Bethel Jeff (Jeffersonville)

Clark County consistently had one of the largest Black populations in Indiana, the majority of which settled in Jeffersonville or Clarksville. Black congregations became a staple of Jeffersonville’s communities, including the First Colored Baptist in 1861 and Wesleyan Methodists around 1876. Jeffersonville’s African Methodist Episcopal (AME) Church has been less documented, despite being older than the other two congregations. Jeffersonville AME demonstrates the issues with documenting early Black settlement’s in Indiana, while also emphasizing the 21st-century mission of AME congregations.

Jeffersonville AME was organized in Claysburg by 1842, where the Black ‘Claysburg settlement’ was founded around the same time. Bethel Jeffersonville is on the ‘Paul Quinn Circuit,’ named after Bishop William Paul Quinn one of Indiana’s AME founders. The circuit included Charleston and New Albany. Jeffersonville is recorded as having around 52 congregants from 1840-45. The original frame building was burned, as was another built near Warder Park. A fourth building was retained on West Court Avenue until the 1969 move to 200 West Park Place. Bethel Jeffersonville suffered from two unfortunate floods in 1883 and 1937, resulting in the destruction of most church records. Due to this, many of the stories of Clark County’s oldest Black congregation are lost.

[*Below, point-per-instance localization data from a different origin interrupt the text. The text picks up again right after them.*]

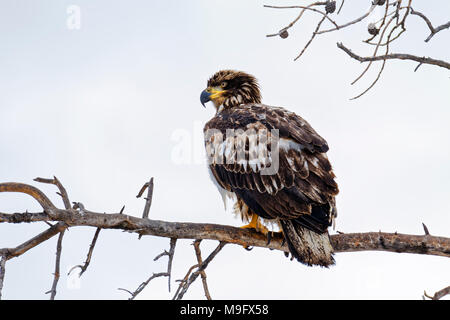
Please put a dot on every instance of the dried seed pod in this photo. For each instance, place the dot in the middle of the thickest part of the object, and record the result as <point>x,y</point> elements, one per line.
<point>284,34</point>
<point>330,6</point>
<point>372,28</point>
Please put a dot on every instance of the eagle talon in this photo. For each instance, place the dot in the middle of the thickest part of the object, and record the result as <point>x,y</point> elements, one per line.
<point>257,225</point>
<point>269,237</point>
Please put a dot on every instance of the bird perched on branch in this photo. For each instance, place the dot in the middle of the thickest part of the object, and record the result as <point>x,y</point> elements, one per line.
<point>273,164</point>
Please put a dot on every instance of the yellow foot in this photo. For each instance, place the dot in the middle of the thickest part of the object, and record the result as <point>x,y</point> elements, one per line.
<point>257,225</point>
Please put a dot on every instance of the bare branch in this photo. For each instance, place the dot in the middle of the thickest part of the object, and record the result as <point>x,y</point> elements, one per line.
<point>310,40</point>
<point>433,30</point>
<point>349,23</point>
<point>351,242</point>
<point>62,190</point>
<point>57,266</point>
<point>148,200</point>
<point>144,284</point>
<point>33,242</point>
<point>400,56</point>
<point>89,255</point>
<point>2,272</point>
<point>438,295</point>
<point>198,253</point>
<point>201,267</point>
<point>290,25</point>
<point>37,194</point>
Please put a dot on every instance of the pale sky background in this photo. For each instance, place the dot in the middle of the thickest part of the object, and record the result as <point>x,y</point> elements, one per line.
<point>100,108</point>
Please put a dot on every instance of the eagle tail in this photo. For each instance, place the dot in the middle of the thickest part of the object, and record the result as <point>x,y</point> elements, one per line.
<point>307,246</point>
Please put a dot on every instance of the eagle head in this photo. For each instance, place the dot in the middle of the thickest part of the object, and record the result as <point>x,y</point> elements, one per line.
<point>230,88</point>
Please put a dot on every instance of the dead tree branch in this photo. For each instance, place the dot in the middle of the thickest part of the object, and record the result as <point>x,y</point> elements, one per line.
<point>433,30</point>
<point>439,294</point>
<point>350,242</point>
<point>89,255</point>
<point>382,32</point>
<point>400,56</point>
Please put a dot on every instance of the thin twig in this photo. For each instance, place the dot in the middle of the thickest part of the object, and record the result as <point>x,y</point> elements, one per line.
<point>57,266</point>
<point>198,253</point>
<point>290,25</point>
<point>2,272</point>
<point>400,56</point>
<point>433,30</point>
<point>89,255</point>
<point>144,284</point>
<point>201,268</point>
<point>439,294</point>
<point>349,23</point>
<point>311,39</point>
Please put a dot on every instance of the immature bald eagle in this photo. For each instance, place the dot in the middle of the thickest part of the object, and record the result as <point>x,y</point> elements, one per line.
<point>273,163</point>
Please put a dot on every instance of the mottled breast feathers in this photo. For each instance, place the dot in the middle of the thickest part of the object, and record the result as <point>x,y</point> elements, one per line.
<point>304,177</point>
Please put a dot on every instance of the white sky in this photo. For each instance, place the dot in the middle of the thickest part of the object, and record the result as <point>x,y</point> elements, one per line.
<point>98,107</point>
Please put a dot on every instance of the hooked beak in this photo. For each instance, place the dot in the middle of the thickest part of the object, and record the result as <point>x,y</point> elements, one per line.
<point>205,97</point>
<point>211,94</point>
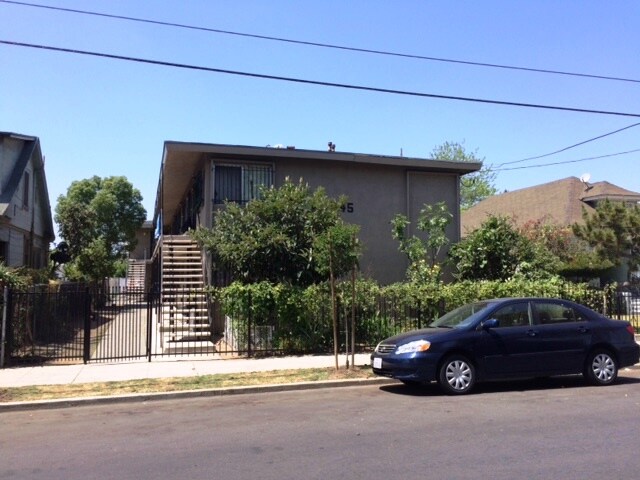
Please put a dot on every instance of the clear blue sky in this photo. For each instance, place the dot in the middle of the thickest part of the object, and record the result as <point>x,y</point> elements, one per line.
<point>107,117</point>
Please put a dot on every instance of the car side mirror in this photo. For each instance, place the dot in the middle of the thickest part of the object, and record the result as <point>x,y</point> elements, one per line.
<point>491,323</point>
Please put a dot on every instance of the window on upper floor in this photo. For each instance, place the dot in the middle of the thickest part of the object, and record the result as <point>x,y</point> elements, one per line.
<point>240,183</point>
<point>25,190</point>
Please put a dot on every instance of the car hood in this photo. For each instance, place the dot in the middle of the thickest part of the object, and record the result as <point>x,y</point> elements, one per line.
<point>424,333</point>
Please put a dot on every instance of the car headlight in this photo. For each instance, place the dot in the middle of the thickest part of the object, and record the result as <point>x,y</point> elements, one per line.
<point>412,347</point>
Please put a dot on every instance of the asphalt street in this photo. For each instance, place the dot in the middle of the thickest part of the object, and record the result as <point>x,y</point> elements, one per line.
<point>544,429</point>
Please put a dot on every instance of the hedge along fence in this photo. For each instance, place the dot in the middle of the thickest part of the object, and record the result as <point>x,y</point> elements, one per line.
<point>300,320</point>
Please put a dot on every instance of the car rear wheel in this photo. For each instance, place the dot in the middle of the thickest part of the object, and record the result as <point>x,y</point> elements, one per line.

Despite its tumultuous history, Bethel Jeffersonville has retained the AME spirit for advancement. Rev. Dr. Sheiler Stokes initiated the Augustus F. Hawkins literacy center in 2009 and sponsored the USDA Summer Feeding Program in 2010. The Prime Minister of Niger, his delegation, and the U.S. Ambassador were hosted in 2014. The most recent Bethel building was sold in 2020, with the congregation sponsoring the new ‘Maple Leaf Academy’, an early childhood development center. Bethel AME Jeffersonville has not been listed on the National Register of Historic Places.